Outliers are objects that are considerably dissimilar and inconsistent when compared to the rest of their data set. Detecting outliers is a challenging research problem with a wide range of real-world applications in engineering, business, security and healthcare. For example, internet service providers use intrusion detection, i.e. detecting outliers, in internet traffic to help address their permanent cybersecurity concerns. Similarly, regulators and investors focus on the outlier that is financial fraud, since such fraud causes substantial damage to businesses and society. However, detecting outliers, especially in large-scale unstructured data that includes both text and numbers, is a computationally complex problem that requires innovative solutions beyond traditional data analytics techniques.
What is this research about?
Professor Bijan Raahemi, from the Telfer School of Management, has received a Natural Sciences and Engineering Research Council of Canada (NSERC) Discovery Grant to conduct research that will explore, design, analyze and implement reliable artificial intelligence (AI) algorithms to detect outliers in large-scale, unstructured high-dimensional data. The proposed architecture will employ emerging word-embedding techniques to convert text into feature vectors. It will also use dimension reduction and data summarization methods (including bio-inspired and evolutionary algorithms), and an ensemble of advanced AI and machine learning models. By combining these methods, Professor Raahemi aims to quickly and accurately detect outliers in vast amounts of documents that contain both text and numbers. He plans to apply the new methods to emerging applications in business and engineering to protect public and private organizations from substantial socio-economic harm.
How does this research contribute to the design of unbiased and reliable AI solutions?
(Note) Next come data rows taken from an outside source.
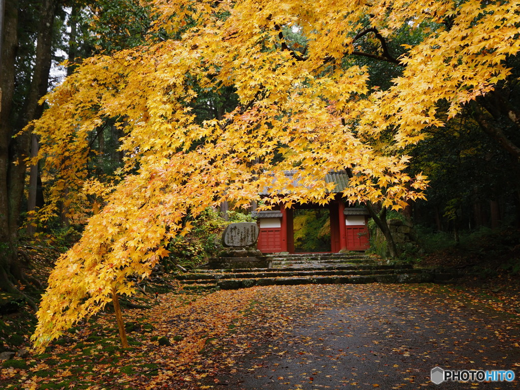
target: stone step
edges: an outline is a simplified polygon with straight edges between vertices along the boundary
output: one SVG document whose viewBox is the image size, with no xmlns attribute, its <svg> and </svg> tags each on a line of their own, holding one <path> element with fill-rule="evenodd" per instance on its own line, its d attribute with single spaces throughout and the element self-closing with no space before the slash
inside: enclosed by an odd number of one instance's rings
<svg viewBox="0 0 520 390">
<path fill-rule="evenodd" d="M 283 265 L 290 265 L 291 264 L 373 264 L 375 262 L 373 260 L 368 260 L 360 258 L 323 258 L 315 260 L 303 260 L 303 259 L 284 259 L 284 260 L 273 260 L 272 266 L 280 266 Z"/>
<path fill-rule="evenodd" d="M 222 290 L 236 290 L 254 286 L 293 285 L 296 284 L 339 284 L 367 283 L 427 283 L 433 281 L 430 273 L 383 274 L 379 275 L 351 275 L 309 276 L 293 278 L 259 278 L 257 279 L 225 279 L 217 281 Z"/>
<path fill-rule="evenodd" d="M 223 272 L 215 274 L 191 274 L 179 275 L 178 280 L 184 283 L 205 283 L 206 280 L 221 280 L 226 279 L 246 279 L 248 278 L 276 278 L 276 277 L 297 277 L 312 275 L 327 276 L 330 275 L 369 275 L 397 274 L 419 274 L 423 272 L 422 269 L 410 269 L 404 268 L 389 268 L 369 269 L 315 269 L 302 270 L 287 270 L 283 269 L 275 271 L 266 272 Z"/>
<path fill-rule="evenodd" d="M 177 275 L 176 278 L 178 280 L 199 280 L 203 279 L 215 279 L 225 278 L 226 276 L 230 277 L 241 277 L 239 275 L 246 275 L 247 277 L 250 276 L 254 277 L 260 274 L 295 274 L 303 272 L 302 274 L 314 274 L 316 275 L 327 275 L 329 273 L 338 272 L 350 272 L 355 274 L 357 272 L 373 272 L 381 270 L 388 272 L 388 270 L 411 270 L 412 266 L 405 264 L 402 265 L 394 265 L 387 264 L 326 264 L 302 267 L 285 267 L 283 268 L 236 268 L 222 270 L 197 270 L 189 274 L 184 274 Z"/>
<path fill-rule="evenodd" d="M 372 258 L 365 255 L 346 253 L 304 253 L 267 255 L 266 257 L 274 261 L 288 260 L 313 260 L 325 259 L 364 259 L 367 261 Z"/>
</svg>

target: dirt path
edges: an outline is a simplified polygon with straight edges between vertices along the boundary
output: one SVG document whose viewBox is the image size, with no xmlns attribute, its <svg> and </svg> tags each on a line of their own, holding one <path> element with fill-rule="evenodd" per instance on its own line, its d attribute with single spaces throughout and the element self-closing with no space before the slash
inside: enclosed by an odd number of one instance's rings
<svg viewBox="0 0 520 390">
<path fill-rule="evenodd" d="M 520 388 L 519 319 L 443 286 L 283 286 L 259 288 L 255 296 L 248 321 L 211 358 L 236 362 L 203 388 Z M 437 366 L 512 370 L 516 378 L 435 385 Z"/>
</svg>

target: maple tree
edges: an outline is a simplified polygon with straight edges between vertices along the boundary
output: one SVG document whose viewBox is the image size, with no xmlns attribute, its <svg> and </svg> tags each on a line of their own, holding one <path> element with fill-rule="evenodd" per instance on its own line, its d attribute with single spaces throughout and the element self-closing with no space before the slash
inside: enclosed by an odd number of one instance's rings
<svg viewBox="0 0 520 390">
<path fill-rule="evenodd" d="M 189 229 L 187 216 L 223 201 L 246 205 L 259 189 L 270 189 L 271 204 L 323 204 L 334 196 L 325 174 L 346 170 L 342 195 L 366 204 L 391 243 L 386 210 L 424 198 L 427 183 L 407 173 L 402 148 L 493 91 L 520 50 L 518 2 L 149 5 L 154 30 L 170 38 L 151 34 L 146 45 L 85 60 L 34 124 L 56 177 L 44 212 L 59 201 L 84 212 L 88 194 L 106 205 L 49 278 L 38 348 L 96 313 L 113 289 L 132 294 L 127 277 L 149 275 L 168 241 Z M 417 29 L 422 40 L 392 46 L 398 32 L 402 42 Z M 387 87 L 371 86 L 359 58 L 401 70 Z M 230 87 L 235 109 L 196 114 L 209 94 Z M 85 170 L 88 135 L 108 120 L 124 133 L 125 153 L 110 185 L 87 180 Z M 287 170 L 296 170 L 295 182 Z"/>
</svg>

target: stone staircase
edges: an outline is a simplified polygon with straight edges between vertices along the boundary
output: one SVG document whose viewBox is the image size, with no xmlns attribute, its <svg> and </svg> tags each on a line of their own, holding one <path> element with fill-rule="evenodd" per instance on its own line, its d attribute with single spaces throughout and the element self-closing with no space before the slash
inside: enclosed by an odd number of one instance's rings
<svg viewBox="0 0 520 390">
<path fill-rule="evenodd" d="M 176 278 L 186 290 L 231 290 L 253 286 L 365 283 L 448 283 L 457 275 L 408 264 L 376 262 L 362 255 L 311 254 L 269 256 L 265 268 L 197 269 Z"/>
</svg>

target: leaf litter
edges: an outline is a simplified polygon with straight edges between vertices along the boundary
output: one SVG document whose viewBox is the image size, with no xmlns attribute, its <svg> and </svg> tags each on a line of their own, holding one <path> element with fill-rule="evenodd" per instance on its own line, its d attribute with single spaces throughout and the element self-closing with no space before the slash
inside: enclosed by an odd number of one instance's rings
<svg viewBox="0 0 520 390">
<path fill-rule="evenodd" d="M 433 284 L 170 293 L 124 315 L 129 349 L 105 313 L 25 367 L 4 362 L 3 388 L 415 389 L 435 386 L 429 370 L 437 365 L 520 367 L 517 318 Z M 461 384 L 443 385 L 451 384 Z"/>
</svg>

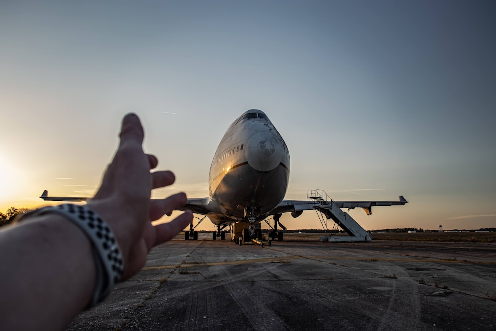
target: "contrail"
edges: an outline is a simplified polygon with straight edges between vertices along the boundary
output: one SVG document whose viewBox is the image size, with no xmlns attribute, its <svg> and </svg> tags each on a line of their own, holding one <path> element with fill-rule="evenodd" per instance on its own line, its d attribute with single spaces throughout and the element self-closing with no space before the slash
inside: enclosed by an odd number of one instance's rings
<svg viewBox="0 0 496 331">
<path fill-rule="evenodd" d="M 160 113 L 161 114 L 170 114 L 172 115 L 176 115 L 176 113 L 170 113 L 169 112 L 159 112 L 157 110 L 150 110 L 150 112 L 153 112 L 154 113 Z"/>
</svg>

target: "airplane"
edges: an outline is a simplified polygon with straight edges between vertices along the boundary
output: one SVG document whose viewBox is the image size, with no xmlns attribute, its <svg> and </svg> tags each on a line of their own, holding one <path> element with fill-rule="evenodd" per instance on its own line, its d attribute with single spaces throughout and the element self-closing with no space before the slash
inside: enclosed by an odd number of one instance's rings
<svg viewBox="0 0 496 331">
<path fill-rule="evenodd" d="M 185 240 L 197 240 L 198 232 L 194 229 L 205 217 L 217 226 L 217 230 L 213 232 L 214 240 L 224 239 L 225 232 L 222 230 L 234 225 L 231 240 L 241 244 L 261 238 L 260 223 L 263 221 L 272 228 L 269 238 L 283 240 L 283 232 L 278 230 L 278 226 L 286 228 L 279 222 L 284 213 L 291 213 L 296 218 L 305 210 L 317 209 L 341 225 L 334 217 L 336 212 L 330 211 L 330 204 L 348 210 L 362 208 L 370 215 L 372 206 L 408 203 L 403 196 L 399 201 L 328 201 L 320 196 L 308 197 L 313 200 L 284 200 L 289 172 L 289 151 L 268 117 L 258 109 L 245 112 L 229 127 L 215 152 L 209 173 L 208 196 L 188 198 L 180 209 L 189 209 L 203 216 L 195 226 L 191 223 L 189 230 L 185 231 Z M 73 202 L 91 199 L 50 197 L 47 190 L 40 198 L 44 200 Z M 273 227 L 267 220 L 270 217 L 274 220 Z M 241 226 L 237 227 L 237 224 Z"/>
</svg>

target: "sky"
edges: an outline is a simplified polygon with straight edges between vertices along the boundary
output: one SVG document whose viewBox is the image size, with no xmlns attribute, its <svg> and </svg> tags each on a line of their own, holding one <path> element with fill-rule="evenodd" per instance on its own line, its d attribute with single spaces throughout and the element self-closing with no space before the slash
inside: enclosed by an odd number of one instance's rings
<svg viewBox="0 0 496 331">
<path fill-rule="evenodd" d="M 368 230 L 496 227 L 495 17 L 468 0 L 2 1 L 0 211 L 92 196 L 129 112 L 176 175 L 153 197 L 206 196 L 255 108 L 289 149 L 286 199 L 410 201 L 350 211 Z"/>
</svg>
This research project will also address the important research challenge of designing AI solutions that are unbiased, reliable, and trustworthy. Professor Raahemi will take a two-fold approach to this issue: 1) The collected and pre-processed data must be checked to ensure that it is not biased towards specific organizations, regions, or minority groups; 2) In order for their conclusions to be reliable and trustworthy, these AI algorithms must remain fair, unbiased, and as much as possible, explainable.